Chemins de traverse – 782 / Jacqueline Kelen

Jacqueline Kelen

Libre de tout pouvoir et de toute dépendance, le solitaire sait être heureux sans attendre l’approbation d’autrui. Il a conscience que les jours passent vite, qu’il ne faut pas remettre à plus tard d’aimer, de rire, de connaître, de bâtir. Il se tient volontiers à l’écart d’un monde où règne le cynisme, où s’oublie la ferveur.
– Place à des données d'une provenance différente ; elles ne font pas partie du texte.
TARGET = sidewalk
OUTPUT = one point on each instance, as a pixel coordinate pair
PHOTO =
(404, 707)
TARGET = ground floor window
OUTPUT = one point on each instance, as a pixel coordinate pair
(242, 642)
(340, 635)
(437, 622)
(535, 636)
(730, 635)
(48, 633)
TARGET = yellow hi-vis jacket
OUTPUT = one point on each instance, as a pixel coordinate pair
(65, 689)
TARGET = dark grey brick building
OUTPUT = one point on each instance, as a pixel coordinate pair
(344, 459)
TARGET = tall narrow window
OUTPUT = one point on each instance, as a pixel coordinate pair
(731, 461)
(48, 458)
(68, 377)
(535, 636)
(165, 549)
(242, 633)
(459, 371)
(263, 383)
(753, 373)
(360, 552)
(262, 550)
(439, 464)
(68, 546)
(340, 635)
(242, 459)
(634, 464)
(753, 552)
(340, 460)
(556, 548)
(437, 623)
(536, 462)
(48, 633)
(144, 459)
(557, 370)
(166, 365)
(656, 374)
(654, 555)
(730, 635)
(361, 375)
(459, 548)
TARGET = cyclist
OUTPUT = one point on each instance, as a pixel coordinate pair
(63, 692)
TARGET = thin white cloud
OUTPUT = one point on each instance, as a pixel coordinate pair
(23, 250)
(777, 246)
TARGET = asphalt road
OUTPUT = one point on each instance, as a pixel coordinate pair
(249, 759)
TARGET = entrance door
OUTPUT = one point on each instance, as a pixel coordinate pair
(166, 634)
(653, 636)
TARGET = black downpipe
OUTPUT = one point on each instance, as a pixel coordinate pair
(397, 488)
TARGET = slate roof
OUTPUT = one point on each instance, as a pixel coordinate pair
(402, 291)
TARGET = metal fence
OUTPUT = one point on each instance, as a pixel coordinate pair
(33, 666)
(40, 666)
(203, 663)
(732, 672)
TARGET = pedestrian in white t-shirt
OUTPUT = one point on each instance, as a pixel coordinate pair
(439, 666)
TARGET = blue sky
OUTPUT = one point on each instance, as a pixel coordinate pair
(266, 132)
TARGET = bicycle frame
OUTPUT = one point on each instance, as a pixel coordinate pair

Il ne se dissout pas dans le genre humain ni dans une vague génération, mais il a le sens de l’amitié – relation d’égalité par excellence -, il favorise les rencontres désintéressées, il aime les personnes avec lesquelles il peut aussi bien se taire que converser. Et il apprécie autant la présence d’un chat, d’un arbre, d’une pierre, que la compagnie des hommes, car tout a valeur à ses yeux. Il se moque bien de plaire ou d’avoir raison. Ce qui lui importe surtout est de ne pas s’avilir, de ne pas abjurer. Ce qu’il déteste le plus a nom insignifiance. D’où une autorité certaine qui émane de lui et qui n’est point un pouvoir. Le solitaire a compris que le but n’est pas d’asservir l’autre – c’est si banal et pour soi-même humiliant – ni de le dépasser mais bien d’exercer son courage et de faire l’apprentissage de sa propre noblesse.